While AboitizPower believes in a decarbonized future, Rubio said “[it’s] important to understand what Net Zero is.”

Rubio made the pronouncement amid increasing calls for Net Zero and with the ongoing United Nations Climate Change Conference, or the 26th Conference of the Parties (COP26) in the United Kingdom. The Ayala group, including power arm AC Energy, also recently announced its Net Zero plans.

The World Economic Forum generally defines Net Zero as the offsetting of any human-induced carbon dioxide (CO2) emission into the atmosphere by planting trees or installing carbon capture technologies. Net Zero also entails that human-made CO2 emissions must go down to 45% by 2030.

Rubio added that AboitizPower looks forward to the buying out of coal plants and the provision of cheaper financing to replace them.

This comes as the Asian Development Bank, the Philippines, and Indonesia launched at COP26 a partnership for the energy transition mechanism (ETM), which intends to buy out coal facilities and eventually replacing them with renewable energy (RE) capacity. The Philippine government has stated its intention to buy out old coal plants in Mindanao via the ETM, while AC Energy has already laid out plans to use the mechanism to eventually give up its coal plant in Batangas.

AboitizPower also plans to offer green bonds and sustainability bonds to fund its renewable energy (RE) projects.

“We are not doing it for face value.

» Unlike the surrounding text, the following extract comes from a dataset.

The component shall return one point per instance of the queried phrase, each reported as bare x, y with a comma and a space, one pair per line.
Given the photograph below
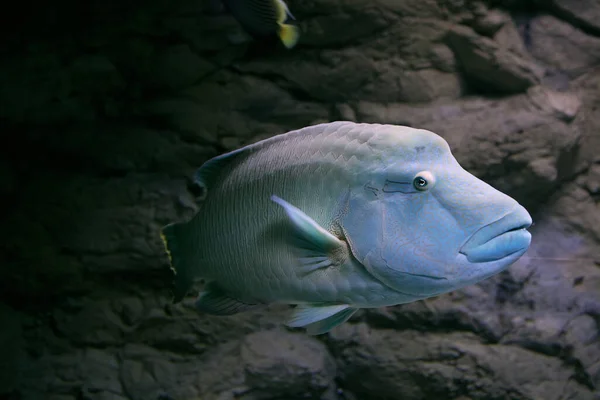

We’d like to do green bonds because we like using that money to grow our extensive pipeline that Manny [Rubio] and the team have put together,” said Manuel Lozano, CFO of AboitizPower parent firm Aboitiz Equity Ventures (AEV).

AboitizPower previously said it will be investing Php190 billion in a bid to up its RE assets to half of its power generation portfolio by 2030. Last September, AEV announced that Japanese firm JERA would buy 27% of AboitizPower for joint RE and liquefied natural gas ventures.

AboitizPower currently has 4,973 megawatts (MW) in generating capacity nationwide, based on the 37th Status Report on EPIRA Implementation released by the Department of Energy. Coal comprises majority of the company’s assets. Rubio hopes that the firm’s latest addition, the 668MW Unit 1 of the GNPower Dinginin coal plant in Mariveles, Bataan, would go on full commercial operation before the year ends.